The knife now sits in a small black lacquer tray in a recess in the wall of the vestibule of my home, where you step up into the hall after taking off your shoes. Sharing the tray are a pair of glasses, two screw drivers, needlenose pliers, the chop I use on receipts for registered mail and packages, and a pedometer with a chronometer.

I now use the knife mostly in the garden when I'm too lazy to get out the pruning scissors. At one time it was mainly used to cut the thick plastic straps that sealed the mail sacks of books that no longer come from the United States. I would whip it out and have the sacks open before the postman could unholster his cutter.

I also have a fairly modest Swiss Army knife. It has a large blade, a smaller blade, a can opener with a small screwdriver, a bottle opener with a large screwdriver and a wire stripper, a saw, a reamer, a corkscrew, scissors, tweezers, a toothpick, and a lifetime warranty that doesn't say which or whose life.

The saw could fell a tree or amputate a leg. Even the tweezers could be turned into a weapon of mass destruction.

The Swiss Army knife does not have a USB memory stick, but it does have a keyring to which I have anchored a thick lanyard. I used to tie the lanyard to a belt loop on my jeans when carrying the knife in my pocket, but no more.

The knife, with the lanyard, now rides in the bottom of the pouch on the back of my pack sack with a flashlight, radio, chopsticks, bronchodilator spray, and a zillion other things that will come in handy when the Big One comes, the train derails, and I have to break my way out of the wreckage and hoof it through the urban and suburban rubble and ford a couple of rivers and cross fields and hills back to what remains of my home, where a one-month supply of All Bran, trail mix, and bottled water awaits me.

One time, on my way in Narita airport to board a Malaysia Airlines flight to Los Angeles, the Swiss Army knife, in the pack sack where I had carried it on a number of previous flights, caused a commotion among the security staff. The man in charge decided I could not carry the knife on board. Someone put it in a bag, filled out a form, gave me a copy, said I could pick up the knife in LA, and advised that in the future I put it in my check-in baggage.

That was a decade before 9/11. Now it's hard to carry even yourself on board.

My pocket knives have been only marginally legal in Japan. Possessing them is not a problem. Their longest blades slightly exceed the legal length limit for double-edged blades, but they are single-edged.

The problem is carrying them around in public, unless you are going fishing or hiking. And you don't want to argue finer points of law, even with your local koban officers, however friendly, however well they may know you from previous offenses like roadside pissing and grinning to yourself.

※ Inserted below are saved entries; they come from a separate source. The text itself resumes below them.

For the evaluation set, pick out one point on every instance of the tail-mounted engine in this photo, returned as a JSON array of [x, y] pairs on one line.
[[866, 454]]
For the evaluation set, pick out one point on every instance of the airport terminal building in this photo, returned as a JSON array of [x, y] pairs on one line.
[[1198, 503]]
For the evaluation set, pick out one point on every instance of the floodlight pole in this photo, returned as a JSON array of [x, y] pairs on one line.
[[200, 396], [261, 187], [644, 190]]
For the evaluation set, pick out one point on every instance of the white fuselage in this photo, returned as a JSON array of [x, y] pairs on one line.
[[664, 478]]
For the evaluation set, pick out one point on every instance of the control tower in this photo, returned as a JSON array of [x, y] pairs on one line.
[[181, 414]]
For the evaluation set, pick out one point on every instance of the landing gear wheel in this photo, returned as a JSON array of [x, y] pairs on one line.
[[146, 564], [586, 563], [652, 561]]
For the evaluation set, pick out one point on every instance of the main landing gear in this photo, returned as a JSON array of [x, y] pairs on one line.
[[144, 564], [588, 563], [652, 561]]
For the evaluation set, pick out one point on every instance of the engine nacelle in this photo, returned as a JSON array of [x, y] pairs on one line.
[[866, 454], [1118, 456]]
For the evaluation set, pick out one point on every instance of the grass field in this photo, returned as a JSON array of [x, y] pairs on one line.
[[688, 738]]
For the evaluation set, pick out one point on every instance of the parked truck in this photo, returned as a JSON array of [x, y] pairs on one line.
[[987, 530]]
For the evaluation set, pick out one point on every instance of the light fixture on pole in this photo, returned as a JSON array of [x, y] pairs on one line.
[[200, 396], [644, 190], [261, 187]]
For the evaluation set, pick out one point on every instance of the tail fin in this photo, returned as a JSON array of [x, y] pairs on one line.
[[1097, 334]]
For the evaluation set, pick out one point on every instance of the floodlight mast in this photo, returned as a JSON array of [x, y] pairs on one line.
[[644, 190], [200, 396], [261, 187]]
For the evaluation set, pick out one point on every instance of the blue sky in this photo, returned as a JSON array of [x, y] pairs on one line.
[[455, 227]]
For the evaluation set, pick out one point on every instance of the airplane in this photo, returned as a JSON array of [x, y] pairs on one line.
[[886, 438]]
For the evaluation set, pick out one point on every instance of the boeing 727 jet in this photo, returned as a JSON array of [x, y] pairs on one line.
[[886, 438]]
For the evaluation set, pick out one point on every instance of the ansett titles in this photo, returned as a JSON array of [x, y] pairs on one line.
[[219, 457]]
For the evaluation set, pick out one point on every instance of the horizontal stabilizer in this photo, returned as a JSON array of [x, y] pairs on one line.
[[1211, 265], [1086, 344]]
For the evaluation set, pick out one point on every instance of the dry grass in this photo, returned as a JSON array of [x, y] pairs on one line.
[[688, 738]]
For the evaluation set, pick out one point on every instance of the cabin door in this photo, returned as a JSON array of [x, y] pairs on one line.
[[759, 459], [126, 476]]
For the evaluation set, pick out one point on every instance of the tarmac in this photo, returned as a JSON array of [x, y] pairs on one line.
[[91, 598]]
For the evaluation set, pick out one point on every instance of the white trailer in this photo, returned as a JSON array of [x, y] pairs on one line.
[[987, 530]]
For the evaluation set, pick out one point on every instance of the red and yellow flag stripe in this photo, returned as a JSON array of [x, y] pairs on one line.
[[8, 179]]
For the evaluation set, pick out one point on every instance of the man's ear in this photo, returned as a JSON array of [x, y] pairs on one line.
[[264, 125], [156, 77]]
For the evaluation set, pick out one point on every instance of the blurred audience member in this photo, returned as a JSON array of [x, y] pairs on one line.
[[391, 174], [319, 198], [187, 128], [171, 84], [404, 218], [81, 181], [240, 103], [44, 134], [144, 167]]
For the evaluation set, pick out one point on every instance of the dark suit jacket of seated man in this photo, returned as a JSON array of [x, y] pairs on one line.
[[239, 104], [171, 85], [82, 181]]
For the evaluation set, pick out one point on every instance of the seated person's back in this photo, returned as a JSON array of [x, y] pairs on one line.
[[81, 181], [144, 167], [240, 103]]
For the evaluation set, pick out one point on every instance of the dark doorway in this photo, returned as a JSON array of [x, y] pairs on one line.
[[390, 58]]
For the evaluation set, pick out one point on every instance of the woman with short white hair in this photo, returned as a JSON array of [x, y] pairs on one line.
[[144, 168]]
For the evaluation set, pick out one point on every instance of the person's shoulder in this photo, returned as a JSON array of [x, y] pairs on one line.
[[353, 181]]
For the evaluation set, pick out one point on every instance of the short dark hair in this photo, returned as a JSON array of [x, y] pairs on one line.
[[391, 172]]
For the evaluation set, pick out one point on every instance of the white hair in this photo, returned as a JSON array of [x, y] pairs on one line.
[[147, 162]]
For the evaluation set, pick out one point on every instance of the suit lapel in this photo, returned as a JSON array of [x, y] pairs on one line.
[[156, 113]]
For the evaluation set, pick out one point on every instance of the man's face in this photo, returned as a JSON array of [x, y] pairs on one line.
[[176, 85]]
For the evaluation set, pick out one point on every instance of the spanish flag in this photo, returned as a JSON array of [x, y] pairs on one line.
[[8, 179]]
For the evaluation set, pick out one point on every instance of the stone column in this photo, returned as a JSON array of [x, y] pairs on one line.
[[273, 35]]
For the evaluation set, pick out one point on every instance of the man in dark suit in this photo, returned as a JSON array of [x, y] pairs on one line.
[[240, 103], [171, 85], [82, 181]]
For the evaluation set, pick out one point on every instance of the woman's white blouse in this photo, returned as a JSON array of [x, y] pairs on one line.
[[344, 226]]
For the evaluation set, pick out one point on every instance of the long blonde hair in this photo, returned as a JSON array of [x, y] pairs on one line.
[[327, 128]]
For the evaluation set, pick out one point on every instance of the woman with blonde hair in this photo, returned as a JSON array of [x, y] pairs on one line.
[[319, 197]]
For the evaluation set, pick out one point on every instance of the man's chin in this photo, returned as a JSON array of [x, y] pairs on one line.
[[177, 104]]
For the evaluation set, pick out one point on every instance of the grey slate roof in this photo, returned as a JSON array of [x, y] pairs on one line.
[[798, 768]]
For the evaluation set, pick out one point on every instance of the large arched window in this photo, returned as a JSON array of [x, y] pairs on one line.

My son also has a Swiss Army knife and he, too, is careful not to carry his in public. He is thinking of buying one of the new gadgets that has all manner of foldout tools but nothing that would cut or pierce. It too would be illegal on a plane but he could carry it around and flash it at the cops.

One time, when I was teaching, I brought my double-blade Case to school. We were having an outing that day in a nearby park. Everyone had to do a show-and-tell, and mine was about the knife. I said I had brought it because there were snakes, and when the girls stop shrieking, I showed them how to do mumbly peg.

That day on a spot of grass, the sun flashing on parts that had not rusted, I put my trusty Case through its paces. I showed them all the feats I could remember of the game I had played countless afternoons on neighborhood lawns in the Sunset District of San Francisco.

They were more amused by my shouts of joy when the blade stuck at least two fingers off the grass, than by my flips of the knife. They could not believe that I and most of my friends had carried pocket knives from the time we were in elementary school, when many of us were Cub Scouts. To class. In the play yard.

Human civilization lost its innocence many millennia ago. But children, boys and girls, have lost their innocence within my lifetime -- at least regarding knives.

The main complaint of older adults in Japan is that children no longer learn to shave pencils and skin apples. My complaint is that no one is learning to play mumbly peg.